Le manchot empereur et l’otarie de Kerguelen sont désormais classés « En danger » en raison des changements climatiques – Liste rouge de l’UICN
Gland, Suisse, 9 avril 2026 (UICN) - Le manchot empereur et l’otarie de Kerguelen sont désormais tous deux classés « En danger », selon la Liste rouge de l’UICN des espèces menacées™. Les changements climatiques en Antarctique entraînent des modifications de la banquise qui, selon les prévisions, devraient provoquer une diminution de moitié la population de manchots empereurs d’ici les années 2080, tandis que la réduction des ressources alimentaires a déjà entraîné une diminution de 50% de la population d’otaries de Kerguelen depuis 2000. L’éléphant de mer austral est également désormais menacé d’extinction, en raison d’une maladie.

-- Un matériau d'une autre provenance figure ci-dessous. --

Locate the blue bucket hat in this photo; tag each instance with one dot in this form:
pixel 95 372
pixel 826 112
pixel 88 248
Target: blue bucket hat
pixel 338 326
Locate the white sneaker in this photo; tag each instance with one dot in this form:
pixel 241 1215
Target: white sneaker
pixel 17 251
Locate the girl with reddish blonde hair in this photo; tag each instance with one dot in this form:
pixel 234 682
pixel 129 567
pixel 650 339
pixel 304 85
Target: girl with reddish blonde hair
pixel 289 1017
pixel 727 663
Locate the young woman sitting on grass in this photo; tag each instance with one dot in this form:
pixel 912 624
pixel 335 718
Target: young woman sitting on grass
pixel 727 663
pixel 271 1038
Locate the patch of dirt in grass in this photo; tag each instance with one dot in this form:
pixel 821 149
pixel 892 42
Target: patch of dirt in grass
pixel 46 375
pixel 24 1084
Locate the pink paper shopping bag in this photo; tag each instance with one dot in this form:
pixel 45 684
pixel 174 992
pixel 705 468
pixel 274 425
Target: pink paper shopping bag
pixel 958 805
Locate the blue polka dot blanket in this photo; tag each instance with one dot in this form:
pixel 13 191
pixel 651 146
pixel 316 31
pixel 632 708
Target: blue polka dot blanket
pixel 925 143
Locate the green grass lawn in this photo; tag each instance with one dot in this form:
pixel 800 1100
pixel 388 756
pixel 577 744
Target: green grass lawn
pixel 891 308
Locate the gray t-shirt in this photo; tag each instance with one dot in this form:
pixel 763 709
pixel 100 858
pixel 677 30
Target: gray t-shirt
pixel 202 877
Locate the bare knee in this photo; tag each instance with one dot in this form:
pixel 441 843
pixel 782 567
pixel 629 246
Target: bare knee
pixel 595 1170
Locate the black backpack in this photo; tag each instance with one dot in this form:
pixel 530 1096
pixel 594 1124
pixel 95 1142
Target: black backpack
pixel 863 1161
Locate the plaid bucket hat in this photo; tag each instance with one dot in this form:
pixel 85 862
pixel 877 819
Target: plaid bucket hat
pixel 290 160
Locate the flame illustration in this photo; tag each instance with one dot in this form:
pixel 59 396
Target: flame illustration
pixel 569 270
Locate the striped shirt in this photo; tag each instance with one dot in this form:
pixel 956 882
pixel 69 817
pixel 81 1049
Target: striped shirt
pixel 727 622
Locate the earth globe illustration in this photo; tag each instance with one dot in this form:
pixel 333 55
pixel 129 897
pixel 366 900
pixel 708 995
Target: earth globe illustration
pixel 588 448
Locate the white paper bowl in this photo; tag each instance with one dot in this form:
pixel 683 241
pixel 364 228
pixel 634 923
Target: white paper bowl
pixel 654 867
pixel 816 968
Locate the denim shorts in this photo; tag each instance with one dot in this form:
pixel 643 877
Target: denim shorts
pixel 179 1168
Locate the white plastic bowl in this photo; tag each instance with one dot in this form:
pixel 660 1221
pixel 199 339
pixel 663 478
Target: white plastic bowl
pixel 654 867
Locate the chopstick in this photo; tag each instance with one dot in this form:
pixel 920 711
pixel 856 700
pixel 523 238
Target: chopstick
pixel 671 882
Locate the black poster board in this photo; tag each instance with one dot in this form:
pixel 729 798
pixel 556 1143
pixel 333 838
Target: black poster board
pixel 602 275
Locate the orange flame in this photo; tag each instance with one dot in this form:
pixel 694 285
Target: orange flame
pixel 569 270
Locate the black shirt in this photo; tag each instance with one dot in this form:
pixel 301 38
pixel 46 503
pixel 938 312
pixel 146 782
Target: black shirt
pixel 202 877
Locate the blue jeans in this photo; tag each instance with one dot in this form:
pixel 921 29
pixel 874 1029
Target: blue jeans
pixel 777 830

« Ces conclusions importantes devraient nous inciter à agir dans tous les secteurs et à tous les niveaux de la société pour lutter de manière décisive contre les changements climatiques. Le déclin du manchot empereur et de l’otarie de Kerguelen sur la Liste rouge de l’UICN est un signal d’alarme sur la réalité des changements climatiques. Alors que les pays se préparent à se réunir pour la Réunion consultative du Traité sur l’Antarctique en mai, ces évaluations fournissent des données essentielles pour éclairer les décisions concernant ce continent majestueux et sa faune impressionnante. Le rôle de l’Antarctique en tant que « gardien gelé » de notre planète est irremplaçable : il offre des avantages inestimables aux humains, stabilise le climat et sert de refuge à une faune unique », a déclaré la Dr Grethel Aguilar, Directrice générale de l’UICN.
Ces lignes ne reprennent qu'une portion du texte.